行方昭夫先生と原文で楽しむ英文読書術
英語の小説を原書で読んだりすると、知らない単語がたくさんでてくるのはもちろんなのですが、単語だけではなく、文法的にもよくわからない文章に出くわすこともたまにあります。英語の文に慣れたりいろいろな表現に触れたりするには、多読はとても効果があると思うのですが、それと同時に短い文章でもいいので英文を精読する訓練も必要だと、原書を読むたびに感じています。
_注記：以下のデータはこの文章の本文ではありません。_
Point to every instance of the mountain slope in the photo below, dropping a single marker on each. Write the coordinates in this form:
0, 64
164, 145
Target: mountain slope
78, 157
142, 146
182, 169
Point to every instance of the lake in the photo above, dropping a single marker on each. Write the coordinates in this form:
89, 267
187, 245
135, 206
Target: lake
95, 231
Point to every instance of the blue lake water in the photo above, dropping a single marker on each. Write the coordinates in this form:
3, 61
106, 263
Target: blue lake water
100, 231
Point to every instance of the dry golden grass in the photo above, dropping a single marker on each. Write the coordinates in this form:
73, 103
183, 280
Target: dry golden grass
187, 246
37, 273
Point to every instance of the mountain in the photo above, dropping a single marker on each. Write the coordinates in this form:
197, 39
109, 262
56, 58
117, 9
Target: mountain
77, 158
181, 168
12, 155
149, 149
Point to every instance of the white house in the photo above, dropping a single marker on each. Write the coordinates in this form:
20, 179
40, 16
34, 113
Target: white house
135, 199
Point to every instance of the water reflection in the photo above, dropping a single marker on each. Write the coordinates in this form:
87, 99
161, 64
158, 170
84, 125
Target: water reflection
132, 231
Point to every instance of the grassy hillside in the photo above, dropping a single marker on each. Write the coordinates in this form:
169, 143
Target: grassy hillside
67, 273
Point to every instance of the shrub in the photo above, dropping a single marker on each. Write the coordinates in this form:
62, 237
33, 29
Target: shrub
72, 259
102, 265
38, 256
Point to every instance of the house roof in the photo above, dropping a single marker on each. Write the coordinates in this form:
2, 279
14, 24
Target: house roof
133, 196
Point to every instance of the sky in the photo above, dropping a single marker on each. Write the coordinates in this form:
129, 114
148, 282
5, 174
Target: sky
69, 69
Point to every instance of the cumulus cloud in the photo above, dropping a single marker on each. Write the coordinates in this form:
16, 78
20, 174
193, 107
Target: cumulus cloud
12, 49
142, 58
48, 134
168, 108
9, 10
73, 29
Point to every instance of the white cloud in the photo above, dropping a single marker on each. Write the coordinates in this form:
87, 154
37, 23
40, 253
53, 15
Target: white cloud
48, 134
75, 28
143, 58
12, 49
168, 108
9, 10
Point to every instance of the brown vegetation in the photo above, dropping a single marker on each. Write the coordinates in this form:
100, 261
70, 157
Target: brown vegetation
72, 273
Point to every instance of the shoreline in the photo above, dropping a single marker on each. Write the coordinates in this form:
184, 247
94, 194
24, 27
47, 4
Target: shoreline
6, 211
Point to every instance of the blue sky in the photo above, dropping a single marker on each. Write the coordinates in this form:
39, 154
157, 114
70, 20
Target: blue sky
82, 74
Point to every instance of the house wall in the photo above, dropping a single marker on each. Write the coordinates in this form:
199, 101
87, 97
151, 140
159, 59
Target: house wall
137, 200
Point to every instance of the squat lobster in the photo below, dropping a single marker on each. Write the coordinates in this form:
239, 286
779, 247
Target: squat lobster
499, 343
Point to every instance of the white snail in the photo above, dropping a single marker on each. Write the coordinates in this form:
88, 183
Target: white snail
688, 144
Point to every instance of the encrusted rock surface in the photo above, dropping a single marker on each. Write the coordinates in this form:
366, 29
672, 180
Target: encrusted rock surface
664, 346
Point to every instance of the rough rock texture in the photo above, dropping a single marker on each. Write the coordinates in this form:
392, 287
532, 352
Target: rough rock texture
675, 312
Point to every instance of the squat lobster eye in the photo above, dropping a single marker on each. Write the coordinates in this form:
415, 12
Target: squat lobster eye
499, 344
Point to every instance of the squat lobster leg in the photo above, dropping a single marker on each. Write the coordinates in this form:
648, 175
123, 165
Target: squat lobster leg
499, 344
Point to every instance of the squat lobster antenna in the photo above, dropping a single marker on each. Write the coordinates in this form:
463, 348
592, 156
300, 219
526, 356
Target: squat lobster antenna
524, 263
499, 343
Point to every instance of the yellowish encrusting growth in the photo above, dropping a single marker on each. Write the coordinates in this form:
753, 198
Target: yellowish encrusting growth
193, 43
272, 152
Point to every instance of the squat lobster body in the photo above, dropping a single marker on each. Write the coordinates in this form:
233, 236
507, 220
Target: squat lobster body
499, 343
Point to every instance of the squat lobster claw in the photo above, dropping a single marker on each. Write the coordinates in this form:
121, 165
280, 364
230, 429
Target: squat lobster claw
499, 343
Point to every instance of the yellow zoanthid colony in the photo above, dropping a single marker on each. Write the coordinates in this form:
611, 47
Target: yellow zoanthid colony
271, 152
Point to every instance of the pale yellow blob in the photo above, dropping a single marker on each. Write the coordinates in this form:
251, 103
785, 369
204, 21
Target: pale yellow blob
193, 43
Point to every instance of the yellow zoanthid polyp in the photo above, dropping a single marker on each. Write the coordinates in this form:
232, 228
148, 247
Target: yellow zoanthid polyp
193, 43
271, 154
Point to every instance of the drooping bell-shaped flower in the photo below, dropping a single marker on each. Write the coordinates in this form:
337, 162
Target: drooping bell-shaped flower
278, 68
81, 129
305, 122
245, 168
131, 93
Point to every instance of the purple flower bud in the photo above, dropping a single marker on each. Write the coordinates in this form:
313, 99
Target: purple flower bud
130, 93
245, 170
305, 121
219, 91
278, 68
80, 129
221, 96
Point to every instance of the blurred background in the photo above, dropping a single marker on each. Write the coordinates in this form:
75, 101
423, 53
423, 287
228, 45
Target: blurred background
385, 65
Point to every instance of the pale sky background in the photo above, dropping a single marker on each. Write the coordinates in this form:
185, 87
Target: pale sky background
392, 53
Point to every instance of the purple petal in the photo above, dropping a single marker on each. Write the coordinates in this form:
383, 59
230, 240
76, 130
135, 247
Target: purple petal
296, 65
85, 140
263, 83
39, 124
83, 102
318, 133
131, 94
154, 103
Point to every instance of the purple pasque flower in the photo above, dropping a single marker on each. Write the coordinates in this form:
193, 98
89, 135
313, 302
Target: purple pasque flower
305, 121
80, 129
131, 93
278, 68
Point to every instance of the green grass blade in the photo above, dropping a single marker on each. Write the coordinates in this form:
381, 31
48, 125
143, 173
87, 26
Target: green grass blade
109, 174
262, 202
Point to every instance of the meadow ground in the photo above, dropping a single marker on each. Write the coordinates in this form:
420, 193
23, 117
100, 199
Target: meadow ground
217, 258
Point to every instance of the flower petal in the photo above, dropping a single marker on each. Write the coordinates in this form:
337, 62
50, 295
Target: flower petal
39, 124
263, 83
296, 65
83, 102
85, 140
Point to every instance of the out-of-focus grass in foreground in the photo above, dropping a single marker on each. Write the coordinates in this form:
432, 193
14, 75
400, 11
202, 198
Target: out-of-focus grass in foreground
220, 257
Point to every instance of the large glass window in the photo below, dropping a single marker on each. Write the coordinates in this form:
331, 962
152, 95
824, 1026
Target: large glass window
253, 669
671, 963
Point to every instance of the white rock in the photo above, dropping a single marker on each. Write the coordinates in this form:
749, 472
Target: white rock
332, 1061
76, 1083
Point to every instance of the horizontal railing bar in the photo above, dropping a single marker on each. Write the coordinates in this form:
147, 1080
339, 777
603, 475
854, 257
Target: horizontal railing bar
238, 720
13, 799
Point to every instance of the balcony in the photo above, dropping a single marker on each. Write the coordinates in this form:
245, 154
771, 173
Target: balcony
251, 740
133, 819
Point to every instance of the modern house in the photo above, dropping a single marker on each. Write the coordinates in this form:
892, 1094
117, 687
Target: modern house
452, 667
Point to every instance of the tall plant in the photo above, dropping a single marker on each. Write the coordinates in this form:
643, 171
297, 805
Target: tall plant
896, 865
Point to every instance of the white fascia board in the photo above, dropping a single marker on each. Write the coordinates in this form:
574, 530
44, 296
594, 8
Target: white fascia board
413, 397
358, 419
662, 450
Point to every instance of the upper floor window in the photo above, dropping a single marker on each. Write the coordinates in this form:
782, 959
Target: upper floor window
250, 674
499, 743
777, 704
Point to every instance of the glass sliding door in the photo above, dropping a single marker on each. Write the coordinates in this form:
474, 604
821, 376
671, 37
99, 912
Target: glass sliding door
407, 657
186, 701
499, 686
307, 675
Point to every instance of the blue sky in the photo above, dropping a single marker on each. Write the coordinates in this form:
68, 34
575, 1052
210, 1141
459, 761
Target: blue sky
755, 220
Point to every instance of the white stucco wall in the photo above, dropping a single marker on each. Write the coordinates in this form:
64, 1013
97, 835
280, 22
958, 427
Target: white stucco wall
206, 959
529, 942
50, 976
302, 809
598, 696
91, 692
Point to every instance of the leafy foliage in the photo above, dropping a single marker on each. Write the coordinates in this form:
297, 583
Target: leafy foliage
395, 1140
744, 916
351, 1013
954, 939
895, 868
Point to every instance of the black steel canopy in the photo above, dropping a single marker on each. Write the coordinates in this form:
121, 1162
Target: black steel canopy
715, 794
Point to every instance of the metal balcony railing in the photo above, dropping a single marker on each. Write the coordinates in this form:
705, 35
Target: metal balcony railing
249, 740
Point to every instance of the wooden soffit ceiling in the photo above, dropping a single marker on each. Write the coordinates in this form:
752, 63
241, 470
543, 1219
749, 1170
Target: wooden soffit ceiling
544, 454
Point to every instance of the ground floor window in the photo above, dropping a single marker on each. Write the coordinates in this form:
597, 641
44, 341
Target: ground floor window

そこで手に取ったのが、英文学者で東大名誉教授でもある行方昭夫先生の「東大名誉教授と原文で楽しむ 英文読書術」。この本では、ラフカディオ・ハーン、アースキン・コールドウェル、キャサリン・マンスフィールド、ナサニエル・ホーソーン、リング・ラードナーの5名の作家による短編が取り上げられ、それぞれ原文と行方先生の訳文が見開きで左右に並べてあり、そこに単語や文法の説明が加えられています。
行方先生の素晴らしい翻訳とわかりやすい英文法の解説だけでもとても勉強になるのですが、さらにうれしいことに、収められた5つの短編を行方先生がどう読み解いたかが書かれていて、文学作品を深く味わうことができる構成になっているのです。
行方先生は本書の前にも、サマセット・モームの短編の英文解釈本を3冊出されているのですが、このような本がもっとでて欲しいと切に思います。